Dumb, Dumber, Dumbest: Rethinking our Prison System

Bad things can happen to good people. Yet, more often than not, bad things happen to dumb people. As a society we all eventually pay the price for stupidity.

A former football player I used to coach would be classified as dumb. Dumb Dumb Dumb.

Shortly after his 18th birthday he was driving home from a party with a well over the legal limit blood alcohol content (which is actually .00 for anyone under 21). He had a couple of passengers in his car when he got into an accident, no one was seriously hurt in his vehicle—unfortunately the vehicle he hit injured two young ladies who suffered some moderate trauma.

Rather than staying and owning up to his horrific mistake, he got back in his car and drove around the corner about a block away and sat there, still and terrified, shaking and mortified, frozen with fear.  Eventually the police found him and promptly arrested him, not for just drunk driving but also for fleeing the scene of an accident.

Dumb.
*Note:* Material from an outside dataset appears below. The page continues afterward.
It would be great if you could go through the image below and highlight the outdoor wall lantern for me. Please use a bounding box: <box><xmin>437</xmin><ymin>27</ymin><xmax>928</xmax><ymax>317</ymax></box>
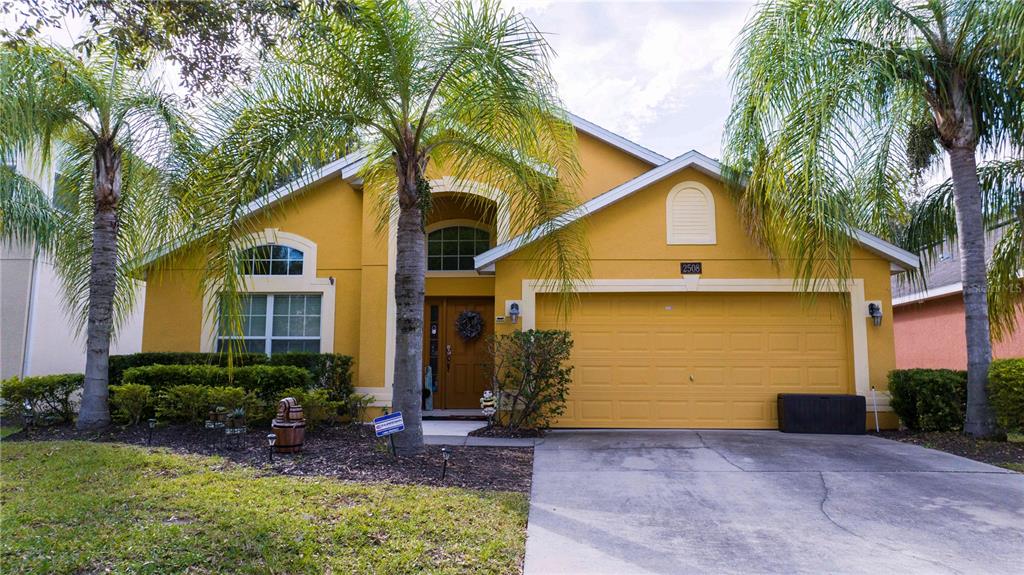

Dumb Dumb Dumb.

I knew “Dumb” fairly well as I was his high school football coach for a season. He had been over to our house a few times as he was also an acquaintance of sorts with my youngest son.  He was a very good kid. Always respectful, very funny and we had to work very hard to bring out any aggression in him on the football field. “Dumb” was a very passive, friendly, funny, and compassionate young man.

A passive, friendly, funny and compassionate young man who made a very DUMB mistake.  A hugely DUMB mistake.  And he paid the price.

“Dumb” was sentenced to four years in state prison after a plea bargain down from five and two strikes on his record; with good behavior this could be whittled down to about two years. This state prison was far from the white-collar country club type…this was of the high security true badass variety.

“Dumb” was thrown in with the worst of the worst of society: Killers, rapists, you name it. The innocent boy from Santa Clarita would soon be no more. He witnessed a murder before his own eyes while in prison.

Now….my tension.

“Dumb” made a huge, colossal mistake from which he will likely never fully recover.  This was his only colossal mistake as had a completely clean record until this point. Yet, as I heard his dad tell me his sentence of four years in state prison, I was flummoxed. I thought to myself that, as a society, are we collectively better off with “Dumb” going to hardcore prison for four years or worse off?

I concluded the latter.

“Dumb” needed to pay a huge price for his error. Agreed. Understood. Yet, now all of us reading this blog are living in a more dangerous society since we have a taken a compassionate, good kid—who harbors no malicious intent to hurt in his heart—and schooled him in the art of prison life; he now potentially poses a risk to society far more dangerous than several years ago.


I do not believe that sentence was fair to “Dumb;” perhaps more importantly, it was not fair to the rest of us in society as well. What once was an innocent kid capable of making dumb choices, is now a, well who knows what? How did he change? Did being around the criminal element for four years help him? Soften him? Maybe. Yet I cannot see how.

We shall see. According to “Dumb’s” dad, “Depressed,” with a nearly seventy five percent return rate for prisoners, the odds are not good.

“Dumb” is set to get out of prison in just a few weeks, the middle of January 2014. Now 21 years old and, according to his father and good friend of mine, “Bulked up and strong like you wouldn’t believe,” he will reenter society not a young boy but a man. It remains to be seen, yet I have a feeling that look of innocence and naiveté in that young boy’s eyes will be long gone. 

To be clear, “Dumb” had to pay a big price for his transgression. Absolutely. It sure seems to me that as a society we can be far more creative in our penal system and not allow essentially harmless citizens to be mentored by thieves and murderers for several years.

Prison is full of two kinds of people: Bad people with malicious intent and DUMB people who harbor no such ill will, just stupid. I would like a separate system for both. 

Would it not behoove us as a society to attempt to make the dumb ones smart rather than our feeble and futile attempts to make the bad ones good?

I realize we have different stratification of prisons, yet, essentially, we throw them all in the same place whether just dumb or pure evil.

Sometimes dumb people just need an education. Perhaps  we are all just too dumb to realize it.